Zu den pathogenetischen Mechanismen, die eine virusassoziierte Myositis erklären, gehören die direkte virale Invasion von Myozyten, virale myotoxische Zytokine und Autoimmunmyositis. Eine akute Rhabdomyolyse kurz nach einer Viruserkrankung könnte auf eine direkte virale Invasion und Zerstörung der Myozyten zurückzuführen sein, während ein verzögertes Auftreten der Schwäche auf eine selbst begrenzte Autoimmunmyositis zurückzuführen sein könnte.
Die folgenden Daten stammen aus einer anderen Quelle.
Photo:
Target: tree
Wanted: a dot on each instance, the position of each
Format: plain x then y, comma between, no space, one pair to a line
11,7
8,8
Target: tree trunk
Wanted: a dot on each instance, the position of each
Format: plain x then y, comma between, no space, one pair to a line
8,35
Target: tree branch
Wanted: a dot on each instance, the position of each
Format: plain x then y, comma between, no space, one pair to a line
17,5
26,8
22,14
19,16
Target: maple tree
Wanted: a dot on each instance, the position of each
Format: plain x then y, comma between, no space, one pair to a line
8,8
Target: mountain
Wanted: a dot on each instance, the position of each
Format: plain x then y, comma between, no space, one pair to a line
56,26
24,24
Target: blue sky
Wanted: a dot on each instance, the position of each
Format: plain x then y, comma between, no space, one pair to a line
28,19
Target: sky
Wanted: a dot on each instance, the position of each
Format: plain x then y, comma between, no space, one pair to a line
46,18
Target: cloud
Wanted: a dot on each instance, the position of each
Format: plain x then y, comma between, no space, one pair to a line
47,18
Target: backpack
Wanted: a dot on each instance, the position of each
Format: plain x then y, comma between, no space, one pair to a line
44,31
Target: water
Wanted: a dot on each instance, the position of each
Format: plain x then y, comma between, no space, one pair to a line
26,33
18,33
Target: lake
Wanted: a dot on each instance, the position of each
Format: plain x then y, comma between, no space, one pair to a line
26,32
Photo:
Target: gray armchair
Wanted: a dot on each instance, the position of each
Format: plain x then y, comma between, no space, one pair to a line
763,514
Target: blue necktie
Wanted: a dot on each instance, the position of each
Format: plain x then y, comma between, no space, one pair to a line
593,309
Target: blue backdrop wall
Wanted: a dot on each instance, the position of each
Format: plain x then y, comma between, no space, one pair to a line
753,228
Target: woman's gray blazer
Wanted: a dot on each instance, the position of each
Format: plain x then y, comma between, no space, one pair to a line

Zu den Mechanismen des akuten Nierenversagens gehören direkte toxische Wirkungen von Myoglobin, die Ablagerung von Myoglobinabdrücken, die eine proximale tubuläre Nekrose verursachen, und Veränderungen des renalen Blutflusses, die zu einer Nierenischämie führen. Weder die CK-Werte noch die Myoglobinurie können die Entwicklung eines akuten Nierenversagens vorhersagen.
Die Polymyositis ist die nächstliegende Differentialdiagnose der viralen Myositis. Zahlreiche Infektionen können eine Myopathie verursachen, und viele können mit Polymyositis verwechselt werden. Entzündliche Myopathien können primär sein, mit Bindegewebserkrankungen, Infektionen, Transplantat-gegen-Wirt-Krankheit, eosinophiler Myositis, Makrophagenmyositis, Sarkoidose und systemischer Vaskulitis. Sie äußern sich durch schwere Myalgien, die mit sehr hohen CK-Werten und unspezifischen myopathischen Veränderungen, einschließlich Fasernekrosen und entzündlicher Zellinfiltration in der Muskelbiopsie, einhergehen. Ein Anstieg der Serum-CK bei einem ansonsten stabilen Patienten ist ein potenzielles Warnsignal für eine Verschlimmerung der Krankheit, vorausgesetzt, es liegt kein gleichzeitiger Prozess wie eine Muskelverletzung, eine Hypothyreose oder eine medikamentöse Behandlung vor, die die Anomalie erklären könnte. Sowohl die infektiöse Myositis als auch die Polymyositis können jedoch ähnliche biochemische Parameter, Elektromyogramme und Muskelbiopsiebilder aufweisen. Daher bleibt die Diagnose in erster Linie klinisch. Der Verdacht auf eine virale Myositis sollte geäußert werden, wenn der Patient nach einer vorangegangenen Infektion der oberen Atemwege oder des Magen-Darm-Trakts eine akut oder subakut einsetzende Schwäche zeigt. Tritt eine Spontanremission ein, wird die Diagnose einer selbstbegrenzten viralen Myositis offensichtlich und eine Steroidbehandlung kann vermieden werden.